Several commercial varieties of make exist today that support this
feature, in addition to several research efforts. The original AT&T
make builds a dependency tree, determines
``dirty'' files that need updating, and executes each update process
sequentially. The second generation AT&T
nmake is capable of launching multiple parallel commands
with the -j N flag, where N specifies how many jobs are
allowed to run concurrently on the same machine.

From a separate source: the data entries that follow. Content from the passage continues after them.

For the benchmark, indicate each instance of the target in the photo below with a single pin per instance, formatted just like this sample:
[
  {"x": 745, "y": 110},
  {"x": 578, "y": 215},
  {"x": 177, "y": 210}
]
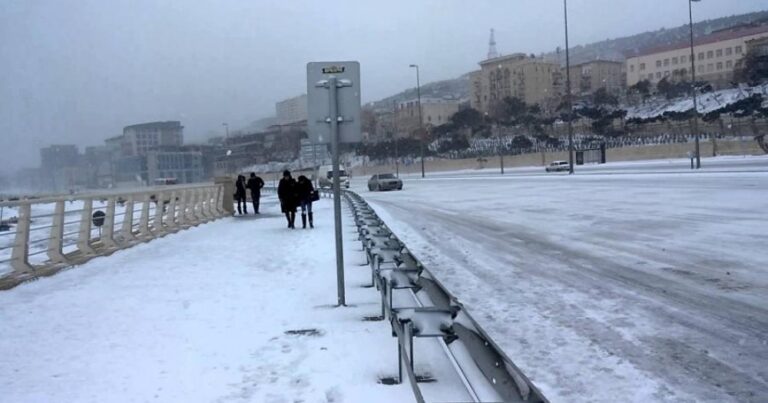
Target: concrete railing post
[
  {"x": 127, "y": 229},
  {"x": 144, "y": 220},
  {"x": 227, "y": 200},
  {"x": 157, "y": 222},
  {"x": 191, "y": 206},
  {"x": 170, "y": 217},
  {"x": 221, "y": 212},
  {"x": 108, "y": 234},
  {"x": 181, "y": 215},
  {"x": 210, "y": 208},
  {"x": 212, "y": 199},
  {"x": 20, "y": 254},
  {"x": 56, "y": 242},
  {"x": 84, "y": 235}
]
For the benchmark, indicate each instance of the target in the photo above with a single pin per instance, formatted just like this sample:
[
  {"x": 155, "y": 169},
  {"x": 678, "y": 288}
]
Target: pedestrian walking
[
  {"x": 306, "y": 194},
  {"x": 287, "y": 192},
  {"x": 255, "y": 184},
  {"x": 240, "y": 195}
]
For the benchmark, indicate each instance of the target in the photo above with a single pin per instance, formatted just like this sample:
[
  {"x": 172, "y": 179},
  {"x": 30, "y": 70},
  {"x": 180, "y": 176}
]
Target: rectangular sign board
[{"x": 348, "y": 101}]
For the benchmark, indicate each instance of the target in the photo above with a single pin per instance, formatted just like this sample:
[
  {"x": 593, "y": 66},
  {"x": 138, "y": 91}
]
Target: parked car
[
  {"x": 558, "y": 166},
  {"x": 384, "y": 182},
  {"x": 325, "y": 177}
]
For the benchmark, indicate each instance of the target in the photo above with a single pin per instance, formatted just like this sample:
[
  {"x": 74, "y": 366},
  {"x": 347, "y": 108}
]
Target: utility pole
[
  {"x": 421, "y": 121},
  {"x": 568, "y": 91},
  {"x": 695, "y": 125}
]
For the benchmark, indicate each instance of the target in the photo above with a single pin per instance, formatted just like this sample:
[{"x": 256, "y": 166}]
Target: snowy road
[{"x": 606, "y": 288}]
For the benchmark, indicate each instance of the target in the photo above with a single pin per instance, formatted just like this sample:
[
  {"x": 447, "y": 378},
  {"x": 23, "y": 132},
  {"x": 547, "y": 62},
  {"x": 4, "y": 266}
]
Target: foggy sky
[{"x": 77, "y": 71}]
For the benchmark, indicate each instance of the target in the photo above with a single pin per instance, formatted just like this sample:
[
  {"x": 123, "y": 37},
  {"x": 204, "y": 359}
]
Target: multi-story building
[
  {"x": 179, "y": 163},
  {"x": 528, "y": 78},
  {"x": 586, "y": 78},
  {"x": 435, "y": 112},
  {"x": 141, "y": 138},
  {"x": 292, "y": 110},
  {"x": 59, "y": 156},
  {"x": 716, "y": 57}
]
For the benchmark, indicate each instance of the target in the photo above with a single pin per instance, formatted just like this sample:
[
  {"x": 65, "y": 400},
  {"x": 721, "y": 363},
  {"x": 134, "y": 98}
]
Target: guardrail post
[
  {"x": 20, "y": 254},
  {"x": 170, "y": 217},
  {"x": 56, "y": 243},
  {"x": 228, "y": 190},
  {"x": 84, "y": 237},
  {"x": 108, "y": 234},
  {"x": 127, "y": 229},
  {"x": 144, "y": 220},
  {"x": 157, "y": 222}
]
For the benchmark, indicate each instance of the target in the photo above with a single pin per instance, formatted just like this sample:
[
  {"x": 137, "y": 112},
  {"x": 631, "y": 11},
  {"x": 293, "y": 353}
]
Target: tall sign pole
[{"x": 335, "y": 116}]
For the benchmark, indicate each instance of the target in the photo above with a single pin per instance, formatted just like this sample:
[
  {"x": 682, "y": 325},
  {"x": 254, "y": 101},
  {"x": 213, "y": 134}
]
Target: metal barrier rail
[
  {"x": 436, "y": 313},
  {"x": 42, "y": 242}
]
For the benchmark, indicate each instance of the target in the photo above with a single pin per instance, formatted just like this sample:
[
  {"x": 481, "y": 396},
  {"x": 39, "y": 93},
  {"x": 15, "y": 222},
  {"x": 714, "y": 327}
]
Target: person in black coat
[
  {"x": 255, "y": 184},
  {"x": 305, "y": 191},
  {"x": 240, "y": 194},
  {"x": 287, "y": 192}
]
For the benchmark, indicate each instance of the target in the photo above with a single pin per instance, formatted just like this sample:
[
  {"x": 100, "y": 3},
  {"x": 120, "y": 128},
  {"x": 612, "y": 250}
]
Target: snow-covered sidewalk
[{"x": 241, "y": 310}]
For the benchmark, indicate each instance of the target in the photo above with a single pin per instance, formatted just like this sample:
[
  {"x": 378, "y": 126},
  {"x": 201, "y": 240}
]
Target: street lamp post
[
  {"x": 421, "y": 121},
  {"x": 695, "y": 126},
  {"x": 568, "y": 91}
]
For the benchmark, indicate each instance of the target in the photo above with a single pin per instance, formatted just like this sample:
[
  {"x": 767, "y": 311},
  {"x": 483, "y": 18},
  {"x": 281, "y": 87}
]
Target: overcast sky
[{"x": 77, "y": 71}]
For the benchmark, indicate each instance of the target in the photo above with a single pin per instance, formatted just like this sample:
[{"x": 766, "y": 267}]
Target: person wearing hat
[{"x": 288, "y": 194}]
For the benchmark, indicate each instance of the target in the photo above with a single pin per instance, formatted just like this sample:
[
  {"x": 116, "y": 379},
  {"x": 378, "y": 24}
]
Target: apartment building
[
  {"x": 716, "y": 56},
  {"x": 291, "y": 110},
  {"x": 435, "y": 112},
  {"x": 528, "y": 78},
  {"x": 586, "y": 78}
]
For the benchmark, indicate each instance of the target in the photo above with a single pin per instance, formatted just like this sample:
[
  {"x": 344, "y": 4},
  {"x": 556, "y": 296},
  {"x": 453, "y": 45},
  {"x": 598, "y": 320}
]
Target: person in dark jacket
[
  {"x": 286, "y": 191},
  {"x": 305, "y": 190},
  {"x": 255, "y": 184},
  {"x": 240, "y": 194}
]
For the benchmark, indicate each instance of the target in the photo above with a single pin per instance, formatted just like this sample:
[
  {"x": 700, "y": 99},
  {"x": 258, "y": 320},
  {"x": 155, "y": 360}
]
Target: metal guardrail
[
  {"x": 438, "y": 314},
  {"x": 48, "y": 237}
]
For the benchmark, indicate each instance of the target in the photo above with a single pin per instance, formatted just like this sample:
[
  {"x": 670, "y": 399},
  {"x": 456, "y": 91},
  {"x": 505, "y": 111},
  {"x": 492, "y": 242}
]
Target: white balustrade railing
[{"x": 54, "y": 232}]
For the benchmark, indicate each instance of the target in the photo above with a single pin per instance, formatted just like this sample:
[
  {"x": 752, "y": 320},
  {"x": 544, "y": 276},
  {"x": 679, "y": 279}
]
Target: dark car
[{"x": 384, "y": 182}]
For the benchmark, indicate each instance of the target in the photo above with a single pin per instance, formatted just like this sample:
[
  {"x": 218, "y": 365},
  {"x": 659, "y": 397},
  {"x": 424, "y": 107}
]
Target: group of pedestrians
[
  {"x": 292, "y": 193},
  {"x": 255, "y": 184},
  {"x": 296, "y": 193}
]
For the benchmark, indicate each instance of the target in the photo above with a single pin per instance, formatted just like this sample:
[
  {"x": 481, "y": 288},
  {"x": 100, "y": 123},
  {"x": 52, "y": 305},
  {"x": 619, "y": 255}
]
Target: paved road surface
[{"x": 606, "y": 287}]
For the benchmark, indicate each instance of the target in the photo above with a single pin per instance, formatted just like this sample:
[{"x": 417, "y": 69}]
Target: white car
[{"x": 558, "y": 166}]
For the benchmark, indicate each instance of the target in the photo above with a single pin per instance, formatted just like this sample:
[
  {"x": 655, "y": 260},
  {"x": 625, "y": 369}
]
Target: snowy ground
[
  {"x": 206, "y": 315},
  {"x": 603, "y": 287}
]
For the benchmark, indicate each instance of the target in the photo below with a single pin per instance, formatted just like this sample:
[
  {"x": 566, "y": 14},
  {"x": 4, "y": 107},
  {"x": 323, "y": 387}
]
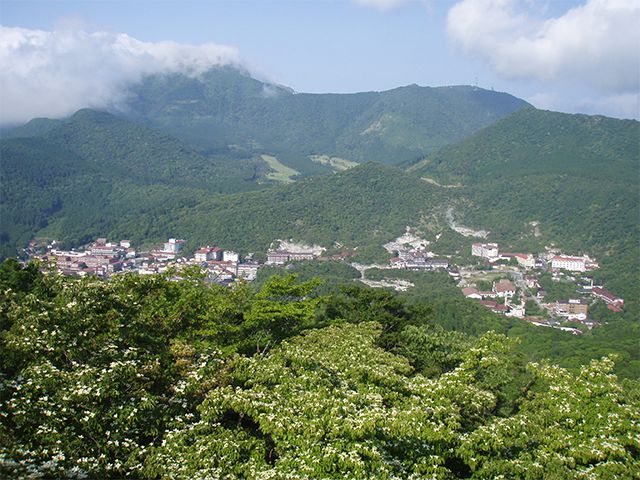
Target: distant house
[
  {"x": 608, "y": 297},
  {"x": 277, "y": 257},
  {"x": 174, "y": 246},
  {"x": 495, "y": 306},
  {"x": 280, "y": 257},
  {"x": 573, "y": 264},
  {"x": 229, "y": 256},
  {"x": 471, "y": 292},
  {"x": 531, "y": 282},
  {"x": 572, "y": 309},
  {"x": 248, "y": 270},
  {"x": 485, "y": 250},
  {"x": 206, "y": 254},
  {"x": 525, "y": 260},
  {"x": 436, "y": 263},
  {"x": 504, "y": 288},
  {"x": 107, "y": 250}
]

Nmake achieves parallelism by issuing commands to a shell co-process.[5] Other make systems with specialized transport
protocols include Carnegie-Mellon University parmake with dp
[8] and Adam de Boor's
pmake with Customs.[2,3]
GNU gmake, written by Richard Stallman and Roland McGrath at the
Free Software Foundation, was developed as part of the GNU Project to
provide free tools familiar to UNIX users. Gmake provides a -j N option, where N defines the number of jobs to run on the
same host.[10]
2.0.0.2 PVM.
PVM, Parallel Virtual Machine, was developed at Oak Ridge National
Laboratory in conjunction with researchers at the University of
Tennessee, Carnegie Mellon University and Emory University[11].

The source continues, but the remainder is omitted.